Indian restaurant chain

Hyderabad House is a restaurant chain offering Hyderabadi cuisine. The chain is based in Hyderabad, Telangana, India and has over 23 outlets in various locations across South India.

==History==

=== Origins (1975) ===
The roots of the Hyderabad House brand trace back to a catering and food business started by Mir Babar Ali in 1975. Initially, Mir Babar Ali set up a non-vegetarian food counter at the Hyderabad Race Club, serving appetizers like Lukmi and kebabs. His success quickly led to a flourishing catering service for private parties and canteens for various companies.

=== Founding of the Chain (1998) ===
The contemporary restaurant chain was formally established by Mir Babar Ali's son, Mir Mazharuddin, in 1998 (some sources indicate 1999). Mazharuddin transformed the family's catering business into a commercial restaurant venture, starting with a small take-away outlet in Masab Tank, Hyderabad.
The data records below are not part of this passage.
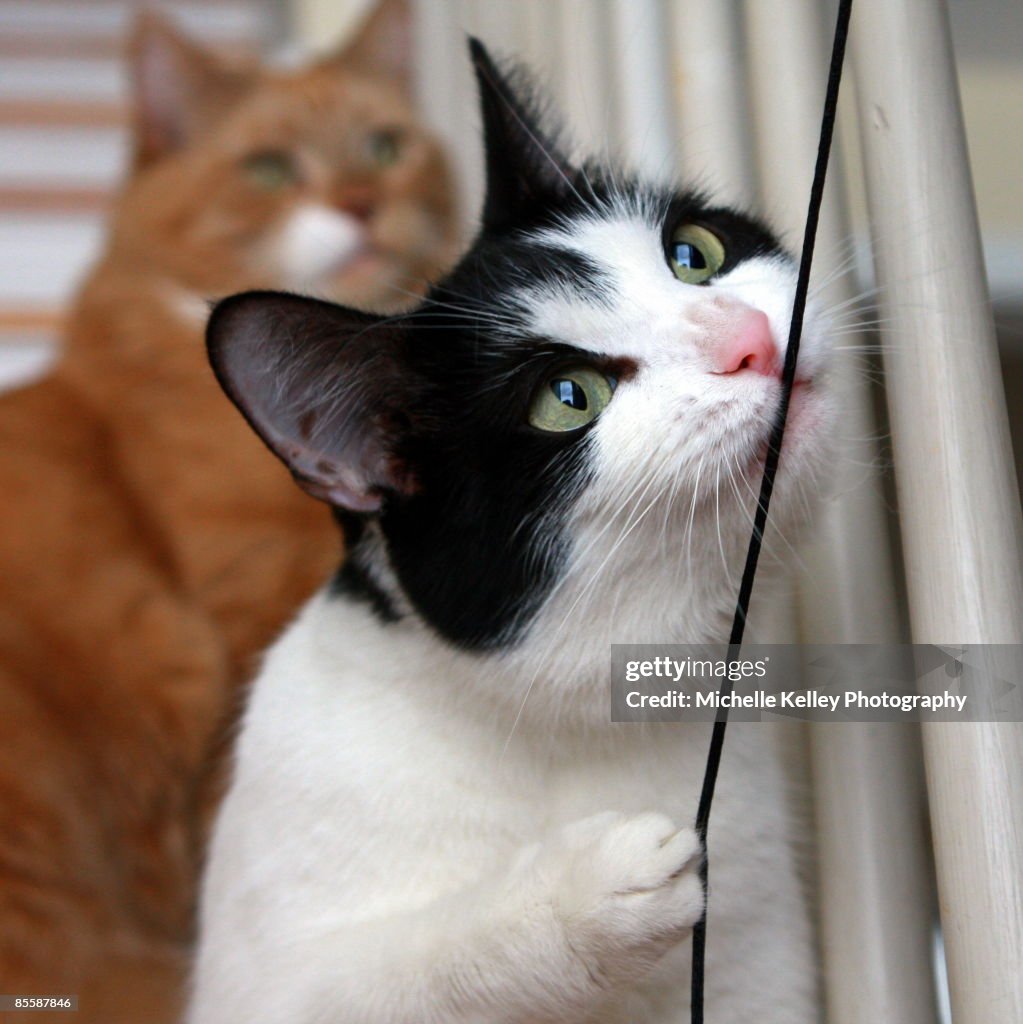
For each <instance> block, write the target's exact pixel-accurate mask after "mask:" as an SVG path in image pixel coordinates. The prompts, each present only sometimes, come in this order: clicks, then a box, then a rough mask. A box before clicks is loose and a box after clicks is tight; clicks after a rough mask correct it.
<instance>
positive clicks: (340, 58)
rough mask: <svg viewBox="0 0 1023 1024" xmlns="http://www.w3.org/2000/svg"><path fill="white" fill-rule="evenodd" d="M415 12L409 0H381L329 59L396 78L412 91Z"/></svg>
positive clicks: (331, 60)
mask: <svg viewBox="0 0 1023 1024" xmlns="http://www.w3.org/2000/svg"><path fill="white" fill-rule="evenodd" d="M413 59H414V53H413V46H412V9H411V6H410V4H409V0H377V2H375V3H374V4H373V5H372V6H371V7H370V10H369V12H368V13H367V15H366V17H365V18H364V20H363V23H361V24H360V25H359V26H358V27H357V28H356V29H355V33H354V35H353V36H352V38H351V39H350V40H348V41H347V42H346V43H345V44H344V46H343V47H342V49H341V50H339V52H338V53H337V54H335V55H334V56H333V57H330V58H328V60H329V62H331V63H339V65H348V66H355V67H358V68H363V69H365V70H366V71H368V72H370V73H372V74H374V75H380V76H383V77H385V78H389V79H392V80H393V81H395V82H397V83H398V84H399V85H401V87H402V88H403V89H406V90H411V89H412V68H413Z"/></svg>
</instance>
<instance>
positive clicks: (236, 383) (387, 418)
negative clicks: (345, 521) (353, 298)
mask: <svg viewBox="0 0 1023 1024" xmlns="http://www.w3.org/2000/svg"><path fill="white" fill-rule="evenodd" d="M406 331H407V329H406V328H404V327H402V325H401V323H400V321H399V319H398V318H396V317H393V316H392V317H381V316H373V315H371V314H369V313H361V312H356V311H355V310H354V309H346V308H344V307H343V306H338V305H334V304H333V303H331V302H321V301H318V300H316V299H307V298H303V297H302V296H298V295H288V294H286V293H283V292H246V293H244V294H242V295H233V296H231V297H230V298H228V299H224V300H223V301H222V302H220V303H218V304H217V306H216V308H215V309H214V310H213V314H212V316H211V317H210V323H209V326H208V328H207V331H206V344H207V347H208V349H209V354H210V362H211V364H212V366H213V372H214V373H215V374H216V376H217V380H218V381H219V382H220V386H221V387H222V388H223V389H224V391H225V392H226V393H227V396H228V397H229V398H230V399H231V401H233V402H235V404H236V406H237V407H238V408H239V410H240V411H241V413H242V414H243V416H245V418H246V419H247V420H248V421H249V425H250V426H251V427H252V428H253V429H254V430H255V431H256V433H257V434H259V436H260V437H261V438H262V439H263V441H264V442H265V443H266V445H267V446H268V447H269V449H270V451H271V452H273V454H274V455H276V456H278V457H279V458H280V459H281V460H282V461H283V462H284V463H285V464H286V465H287V466H288V468H289V469H290V470H291V472H292V475H293V476H294V477H295V479H296V481H297V482H298V483H299V485H300V486H302V487H303V488H304V489H305V490H307V492H308V493H309V494H310V495H312V496H313V497H314V498H318V499H321V500H322V501H325V502H328V503H329V504H331V505H333V506H335V507H337V508H343V509H348V510H349V511H351V512H361V513H369V512H376V511H377V510H378V509H379V508H380V506H381V503H382V502H383V500H384V498H385V497H386V496H388V495H401V494H404V495H408V494H412V493H413V492H415V489H416V479H415V474H414V472H413V471H412V469H411V468H410V466H409V465H408V464H407V463H406V461H404V458H403V457H402V455H401V454H400V453H401V452H402V450H403V449H404V446H406V443H407V441H408V439H409V434H410V432H411V431H412V429H413V424H414V422H415V420H416V418H417V416H416V408H417V406H418V403H419V400H420V395H421V393H422V387H421V386H420V385H419V384H418V383H417V380H416V377H415V375H414V374H413V372H412V371H411V369H410V368H409V366H408V361H407V359H406V358H404V351H406V344H407V342H406Z"/></svg>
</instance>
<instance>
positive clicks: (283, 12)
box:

A unique feature introduced by Mazharuddin, inspired by his international travels, was the concept of selling curries and cooked food by weight, rather than by a fixed portion size. This model was unique for Deccani cuisine vendors at the time and contributed to the restaurant's early popularity as a pioneer of takeaway food in the city.

=== Expansion and Acquisition ===
Under Mir Mazharuddin's leadership, Hyderabad House expanded significantly. By 2015, the chain had grown to approximately 40 outlets across India, with an international presence in locations such as Australia, Nepal, Saudi Arabia, and the UAE. The chain's growth attracted corporate interest, and in 2015, the Hyderabad House food chain was acquired by Food Krafters & Services LLP (FKS), a quick service restaurant (QSR) company. FKS, led by Khalil Ahmed, an entrepreneur and co-founder of Shanta Biotech, announced plans to invest heavily in the brand, including the addition of 50 new outlets and rebranding efforts.

=== The Original Outlet Revival (2021)===
Following operational and financial issues, the original Hyderabad House entity associated with Mir Mazharuddin's family shut down in 2014. However, in late 2021, Mir Mazharuddin's son, Mir Zubair Ahmed, a third-generation owner, along with a partner, relaunched the original brand with a single outlet in Begumpet, Hyderabad. This revival sought to maintain the traditional recipes and the popular sale-by-weight model pioneered by his father.

==Cuisine==
The restaurant chain is famous for its authentic Hyderabadi cuisine, with its signature dish being Hyderabadi Biryani (particularly Kacche Ghost ki Biryani). Other traditional Hyderabadi and Deccan delicacies offered include marag, kheema lukhmi, Shikampur kebab, and haleem.